Shareholders approved Aether Systems Inc.'s sale of one of its two remaining operating divisions yesterday, a deal that will take the Owings Mills company out of the wireless business and nearly complete its transformation into a mortgage investment fund.
Aether, which raised more than $1 billion in public stock sales in 1999 and 2000, has never made money in its wireless ventures.
Chief Financial Officer David C. Reymann said yesterday that the company made the shift to running a portfolio of mortgage-backed securities because whatever value Aether had left was in its financial assets. "This strategy is for our shareholders' benefit," he said.
Aether is selling its transportation division, which sells wireless data systems to help customers track distribution networks, such as delivery trucks or fleets of automobiles, for $25 million to a private equity investor. A sale of its government division, which sells wireless data networks to police departments and other state or local government agencies, is expected to close soon for $10 million.

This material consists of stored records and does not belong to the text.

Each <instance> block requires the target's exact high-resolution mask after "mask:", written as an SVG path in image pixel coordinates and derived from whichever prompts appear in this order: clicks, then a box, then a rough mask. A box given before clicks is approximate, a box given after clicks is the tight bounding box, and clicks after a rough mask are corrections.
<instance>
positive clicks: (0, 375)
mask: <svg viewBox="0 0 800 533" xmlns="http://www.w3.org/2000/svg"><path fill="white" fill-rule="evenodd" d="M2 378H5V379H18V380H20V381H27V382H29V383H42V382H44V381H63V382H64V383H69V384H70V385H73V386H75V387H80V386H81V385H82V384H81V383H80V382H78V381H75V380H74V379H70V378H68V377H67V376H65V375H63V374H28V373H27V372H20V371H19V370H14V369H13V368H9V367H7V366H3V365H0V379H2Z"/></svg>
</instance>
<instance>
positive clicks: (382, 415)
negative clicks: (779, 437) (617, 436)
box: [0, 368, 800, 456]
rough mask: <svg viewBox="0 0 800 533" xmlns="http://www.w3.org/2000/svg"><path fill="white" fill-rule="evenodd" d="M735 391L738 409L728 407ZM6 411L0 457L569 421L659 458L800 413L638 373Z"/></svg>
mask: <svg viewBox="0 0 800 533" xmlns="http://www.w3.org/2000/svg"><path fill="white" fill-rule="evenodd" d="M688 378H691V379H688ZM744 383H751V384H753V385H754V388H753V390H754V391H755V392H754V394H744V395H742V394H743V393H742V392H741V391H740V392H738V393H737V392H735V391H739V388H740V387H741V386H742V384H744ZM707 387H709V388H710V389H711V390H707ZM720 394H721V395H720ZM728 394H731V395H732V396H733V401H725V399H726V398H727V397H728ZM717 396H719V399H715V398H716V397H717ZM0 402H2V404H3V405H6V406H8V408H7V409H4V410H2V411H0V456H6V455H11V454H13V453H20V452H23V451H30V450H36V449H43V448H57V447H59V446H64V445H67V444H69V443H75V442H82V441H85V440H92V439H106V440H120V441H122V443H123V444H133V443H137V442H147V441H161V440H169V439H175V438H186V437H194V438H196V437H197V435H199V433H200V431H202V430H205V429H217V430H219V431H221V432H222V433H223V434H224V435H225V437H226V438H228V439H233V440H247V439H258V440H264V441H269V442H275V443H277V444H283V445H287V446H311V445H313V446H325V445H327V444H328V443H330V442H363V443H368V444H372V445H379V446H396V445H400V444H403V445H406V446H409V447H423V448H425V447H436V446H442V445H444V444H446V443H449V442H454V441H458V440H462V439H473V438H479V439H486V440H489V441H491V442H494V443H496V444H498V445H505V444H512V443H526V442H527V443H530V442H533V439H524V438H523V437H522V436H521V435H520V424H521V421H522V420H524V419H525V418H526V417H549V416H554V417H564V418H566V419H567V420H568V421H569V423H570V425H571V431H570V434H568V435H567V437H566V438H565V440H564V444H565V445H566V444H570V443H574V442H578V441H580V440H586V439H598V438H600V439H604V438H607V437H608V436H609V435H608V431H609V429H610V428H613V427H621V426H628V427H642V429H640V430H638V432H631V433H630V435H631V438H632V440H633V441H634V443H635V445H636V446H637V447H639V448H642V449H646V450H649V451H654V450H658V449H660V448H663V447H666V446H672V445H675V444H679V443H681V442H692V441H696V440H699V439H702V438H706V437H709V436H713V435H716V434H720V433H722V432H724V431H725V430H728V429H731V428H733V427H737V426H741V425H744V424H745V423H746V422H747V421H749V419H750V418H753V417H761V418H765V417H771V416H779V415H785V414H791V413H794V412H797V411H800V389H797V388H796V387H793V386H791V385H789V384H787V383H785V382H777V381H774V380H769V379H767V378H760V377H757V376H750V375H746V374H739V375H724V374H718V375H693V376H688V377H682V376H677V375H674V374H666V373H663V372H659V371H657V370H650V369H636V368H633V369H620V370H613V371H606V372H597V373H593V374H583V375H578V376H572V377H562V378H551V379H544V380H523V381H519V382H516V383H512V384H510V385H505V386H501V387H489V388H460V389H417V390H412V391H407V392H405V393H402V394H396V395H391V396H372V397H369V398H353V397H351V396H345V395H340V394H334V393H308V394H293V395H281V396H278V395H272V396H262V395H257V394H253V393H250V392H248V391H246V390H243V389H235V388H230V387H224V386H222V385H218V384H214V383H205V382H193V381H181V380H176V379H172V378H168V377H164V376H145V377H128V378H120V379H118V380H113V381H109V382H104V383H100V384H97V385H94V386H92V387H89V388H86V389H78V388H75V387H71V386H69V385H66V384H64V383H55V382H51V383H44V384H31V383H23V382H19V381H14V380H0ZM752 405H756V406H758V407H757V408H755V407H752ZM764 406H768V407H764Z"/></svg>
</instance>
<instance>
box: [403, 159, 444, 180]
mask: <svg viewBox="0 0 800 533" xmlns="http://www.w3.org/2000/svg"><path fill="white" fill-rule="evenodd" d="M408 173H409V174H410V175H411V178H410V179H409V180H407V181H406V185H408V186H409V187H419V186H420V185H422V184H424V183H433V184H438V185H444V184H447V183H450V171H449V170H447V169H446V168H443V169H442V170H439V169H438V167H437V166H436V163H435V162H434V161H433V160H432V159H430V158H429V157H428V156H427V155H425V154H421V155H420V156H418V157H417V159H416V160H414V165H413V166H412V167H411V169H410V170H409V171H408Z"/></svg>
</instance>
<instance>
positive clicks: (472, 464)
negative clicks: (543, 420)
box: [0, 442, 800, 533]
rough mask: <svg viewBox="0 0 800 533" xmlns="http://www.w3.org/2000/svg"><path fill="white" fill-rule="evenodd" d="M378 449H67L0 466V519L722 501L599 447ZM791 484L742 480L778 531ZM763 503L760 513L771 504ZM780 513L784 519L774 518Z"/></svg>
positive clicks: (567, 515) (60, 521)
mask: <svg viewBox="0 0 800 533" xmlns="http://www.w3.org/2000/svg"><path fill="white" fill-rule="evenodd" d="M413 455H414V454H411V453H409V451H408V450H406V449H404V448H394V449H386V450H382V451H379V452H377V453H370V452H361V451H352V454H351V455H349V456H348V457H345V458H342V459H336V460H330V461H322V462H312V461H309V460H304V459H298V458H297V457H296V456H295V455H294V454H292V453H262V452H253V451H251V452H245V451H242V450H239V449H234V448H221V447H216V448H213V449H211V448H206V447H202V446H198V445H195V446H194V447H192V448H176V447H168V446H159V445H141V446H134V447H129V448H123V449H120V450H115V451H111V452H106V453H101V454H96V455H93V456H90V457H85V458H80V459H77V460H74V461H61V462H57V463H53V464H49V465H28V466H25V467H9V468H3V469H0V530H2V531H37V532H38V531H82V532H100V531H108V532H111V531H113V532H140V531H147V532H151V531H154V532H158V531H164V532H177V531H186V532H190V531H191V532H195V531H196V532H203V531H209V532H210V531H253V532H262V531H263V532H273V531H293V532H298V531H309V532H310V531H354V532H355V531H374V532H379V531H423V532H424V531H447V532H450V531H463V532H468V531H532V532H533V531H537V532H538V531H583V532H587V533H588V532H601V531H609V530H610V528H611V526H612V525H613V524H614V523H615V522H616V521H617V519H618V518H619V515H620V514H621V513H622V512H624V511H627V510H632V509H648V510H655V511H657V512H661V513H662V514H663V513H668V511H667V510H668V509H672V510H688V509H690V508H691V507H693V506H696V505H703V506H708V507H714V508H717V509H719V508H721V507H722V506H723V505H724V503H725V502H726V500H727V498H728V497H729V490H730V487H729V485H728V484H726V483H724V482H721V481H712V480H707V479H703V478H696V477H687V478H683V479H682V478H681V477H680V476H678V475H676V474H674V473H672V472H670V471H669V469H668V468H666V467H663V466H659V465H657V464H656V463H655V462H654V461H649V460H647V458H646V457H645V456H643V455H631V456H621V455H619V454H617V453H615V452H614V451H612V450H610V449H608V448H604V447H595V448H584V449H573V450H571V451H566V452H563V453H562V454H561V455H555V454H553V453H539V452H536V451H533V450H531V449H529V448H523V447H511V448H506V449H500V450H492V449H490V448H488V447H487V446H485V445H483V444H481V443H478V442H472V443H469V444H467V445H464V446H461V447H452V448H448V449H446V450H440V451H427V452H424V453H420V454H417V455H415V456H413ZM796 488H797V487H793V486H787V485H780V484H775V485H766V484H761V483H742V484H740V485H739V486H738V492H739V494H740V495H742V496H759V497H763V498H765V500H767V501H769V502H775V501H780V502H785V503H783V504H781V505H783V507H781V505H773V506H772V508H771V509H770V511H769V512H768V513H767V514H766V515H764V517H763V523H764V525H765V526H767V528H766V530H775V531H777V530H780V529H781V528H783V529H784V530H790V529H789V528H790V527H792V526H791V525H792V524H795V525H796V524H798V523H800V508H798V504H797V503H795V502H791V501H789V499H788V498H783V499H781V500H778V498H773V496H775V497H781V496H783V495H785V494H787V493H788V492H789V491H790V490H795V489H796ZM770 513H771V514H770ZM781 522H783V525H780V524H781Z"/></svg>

Only 11 people gathered in a small meeting room at a Baltimore hotel where the latest step in the transformation was ratified in a meeting that adjourned after eight minutes.

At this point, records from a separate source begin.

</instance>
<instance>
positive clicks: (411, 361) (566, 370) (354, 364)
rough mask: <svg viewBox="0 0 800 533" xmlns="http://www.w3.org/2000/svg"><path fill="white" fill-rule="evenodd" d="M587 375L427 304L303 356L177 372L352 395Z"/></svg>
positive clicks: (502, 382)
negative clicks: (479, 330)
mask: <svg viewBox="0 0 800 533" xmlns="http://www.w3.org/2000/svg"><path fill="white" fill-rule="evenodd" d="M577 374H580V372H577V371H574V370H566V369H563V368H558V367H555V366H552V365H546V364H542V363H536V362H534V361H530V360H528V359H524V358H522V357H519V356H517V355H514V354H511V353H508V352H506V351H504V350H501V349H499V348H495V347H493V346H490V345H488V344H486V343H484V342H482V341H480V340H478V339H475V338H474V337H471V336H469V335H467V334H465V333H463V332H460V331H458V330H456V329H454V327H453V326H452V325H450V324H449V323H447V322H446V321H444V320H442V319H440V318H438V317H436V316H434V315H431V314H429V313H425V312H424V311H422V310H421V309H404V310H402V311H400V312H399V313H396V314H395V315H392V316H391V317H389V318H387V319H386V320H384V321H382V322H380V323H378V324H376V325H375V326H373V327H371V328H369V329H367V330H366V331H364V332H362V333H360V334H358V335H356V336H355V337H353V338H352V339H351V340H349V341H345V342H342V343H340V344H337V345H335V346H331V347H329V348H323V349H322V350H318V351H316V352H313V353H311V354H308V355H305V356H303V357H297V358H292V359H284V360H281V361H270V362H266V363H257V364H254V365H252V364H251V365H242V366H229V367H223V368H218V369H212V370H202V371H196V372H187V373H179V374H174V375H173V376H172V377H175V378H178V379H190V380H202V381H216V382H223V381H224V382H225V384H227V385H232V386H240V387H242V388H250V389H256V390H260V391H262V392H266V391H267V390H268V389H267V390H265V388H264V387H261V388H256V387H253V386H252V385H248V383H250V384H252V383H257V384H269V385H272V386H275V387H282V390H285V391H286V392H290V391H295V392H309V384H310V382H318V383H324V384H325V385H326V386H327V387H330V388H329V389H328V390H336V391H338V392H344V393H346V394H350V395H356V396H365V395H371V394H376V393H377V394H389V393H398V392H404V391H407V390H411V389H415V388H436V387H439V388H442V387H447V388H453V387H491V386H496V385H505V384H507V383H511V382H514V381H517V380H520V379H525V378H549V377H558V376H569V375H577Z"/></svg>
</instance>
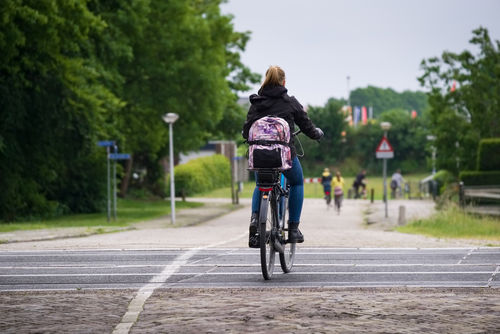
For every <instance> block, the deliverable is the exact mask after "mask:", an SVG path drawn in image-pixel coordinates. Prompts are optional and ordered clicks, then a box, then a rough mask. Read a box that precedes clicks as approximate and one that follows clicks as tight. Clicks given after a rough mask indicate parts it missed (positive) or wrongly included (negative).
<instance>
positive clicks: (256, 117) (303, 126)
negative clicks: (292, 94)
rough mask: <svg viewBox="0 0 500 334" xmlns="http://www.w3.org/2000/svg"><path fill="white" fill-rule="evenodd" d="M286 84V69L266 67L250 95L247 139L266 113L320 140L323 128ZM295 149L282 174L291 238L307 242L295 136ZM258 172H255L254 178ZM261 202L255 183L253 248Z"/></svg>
mask: <svg viewBox="0 0 500 334" xmlns="http://www.w3.org/2000/svg"><path fill="white" fill-rule="evenodd" d="M287 92H288V90H287V89H286V88H285V72H284V71H283V70H282V69H281V68H280V67H279V66H271V67H269V69H268V70H267V71H266V77H265V79H264V82H263V84H262V86H261V87H260V89H259V91H258V93H257V94H252V95H251V96H250V104H251V105H250V109H249V110H248V114H247V119H246V121H245V124H244V125H243V138H245V139H248V132H249V130H250V127H251V126H252V124H253V122H254V121H256V120H257V119H259V118H262V117H265V116H277V117H281V118H283V119H285V120H286V121H287V122H288V124H289V125H290V129H294V127H295V124H297V126H298V127H299V128H300V130H302V132H303V133H304V134H306V135H307V136H308V137H310V138H311V139H316V140H319V139H321V137H323V131H321V129H320V128H317V127H316V126H315V125H314V124H313V122H312V121H311V120H310V119H309V116H308V115H307V112H306V111H305V110H304V108H303V107H302V105H301V104H300V103H299V102H298V101H297V99H296V98H295V97H293V96H289V95H288V94H287ZM289 145H290V148H291V153H292V168H291V169H288V170H285V171H284V172H283V174H284V175H285V177H286V178H287V179H288V182H289V183H290V197H289V204H288V205H289V221H288V229H289V240H290V242H297V243H300V242H304V236H303V235H302V233H301V232H300V230H299V223H300V214H301V212H302V204H303V201H304V176H303V174H302V166H301V165H300V162H299V159H298V158H297V154H296V150H295V146H294V138H293V137H292V138H291V139H290V144H289ZM258 177H259V175H258V173H256V175H255V178H256V179H258ZM259 203H260V191H259V189H258V188H257V187H255V189H254V192H253V197H252V216H251V218H250V228H249V230H250V233H249V238H248V245H249V247H252V248H258V247H259V242H260V241H259V236H258V234H257V231H258V212H259Z"/></svg>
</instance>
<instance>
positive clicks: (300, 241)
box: [288, 222, 304, 244]
mask: <svg viewBox="0 0 500 334" xmlns="http://www.w3.org/2000/svg"><path fill="white" fill-rule="evenodd" d="M288 242H289V243H298V244H300V243H302V242H304V235H303V234H302V232H300V230H299V223H291V222H289V223H288Z"/></svg>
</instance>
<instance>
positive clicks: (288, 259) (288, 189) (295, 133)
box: [254, 130, 304, 280]
mask: <svg viewBox="0 0 500 334" xmlns="http://www.w3.org/2000/svg"><path fill="white" fill-rule="evenodd" d="M300 132H301V130H297V131H295V132H294V133H292V136H297V135H298V134H299V133H300ZM298 143H299V145H300V147H301V149H302V154H298V156H299V157H302V156H304V149H303V148H302V144H301V143H300V140H299V141H298ZM254 171H255V172H257V173H258V178H257V187H258V188H259V190H260V192H261V194H260V205H259V238H260V240H259V241H260V266H261V270H262V276H263V277H264V279H266V280H269V279H271V276H272V275H273V272H274V263H275V260H276V252H277V253H279V258H280V265H281V270H283V272H284V273H289V272H290V271H291V270H292V267H293V263H294V261H295V251H296V248H297V245H296V243H295V242H289V241H288V228H287V227H286V223H287V215H288V198H289V195H290V185H289V184H288V181H287V179H286V177H285V176H284V175H283V174H282V171H281V170H279V169H276V168H259V169H254Z"/></svg>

Aether founder and chief executive David S. Oros, a mathematician who once wrote software for military radar systems, explained the arcane finances driving Aether's new strategy. Instead of the wireless technology that always was his company's focus, he described the relative merits of investing in adjustable-rate mortgage-backed securities and the benefits of having "net-operating-loss carryforwards."
In an interview after the meeting, Oros said he would remain chief executive for the time being. He said the company will pare down from 287 employees at the beginning of this year to five or fewer, including him and Reymann. Oros was paid $200,000 last year.
"This has been a difficult process, believe me," said Oros, who is Aether's biggest shareholder, with about a 10 percent stake. "It's a very big change. There were a lot of naysayers at the beginning, but the calls we're getting now, people are beginning to see the strategy."
Once the sales are final, Aether will be a cash-rich shell, holding no real estate and having no debt. Its stock rose 7 cents yesterday to close at $3.12. At that price, Aether's market value is about $136 million, roughly equal to what its cash level should be after the asset sales and debt repayments.
As part of a strategy first considered by Aether's board last year and implemented this spring and summer with the help of Arlington investment bank Friedman, Billings, Ramsey Group Inc., Aether decided to sell its money-losing operations piecemeal and invest in mortgage-backed securities.
Aether will make money on the difference between what it pays to borrow money and the interest that its portfolio of mortgage-backed securities yields, the so-called spread. Aether also could make money by reselling the securities.
The company also can take advantage of tax benefits. Because it has more than $700 million in net losses on its books, it can earn that much before it pays corporate income tax.
The new strategy is not risk-free. Sharp changes in interest rates hammer mortgage securities investors.
Oros said the company will start out slowly and conservatively in building its portfolio to establish a track record with stockholders.
"It's important for us to show the market we are serious about this," he said.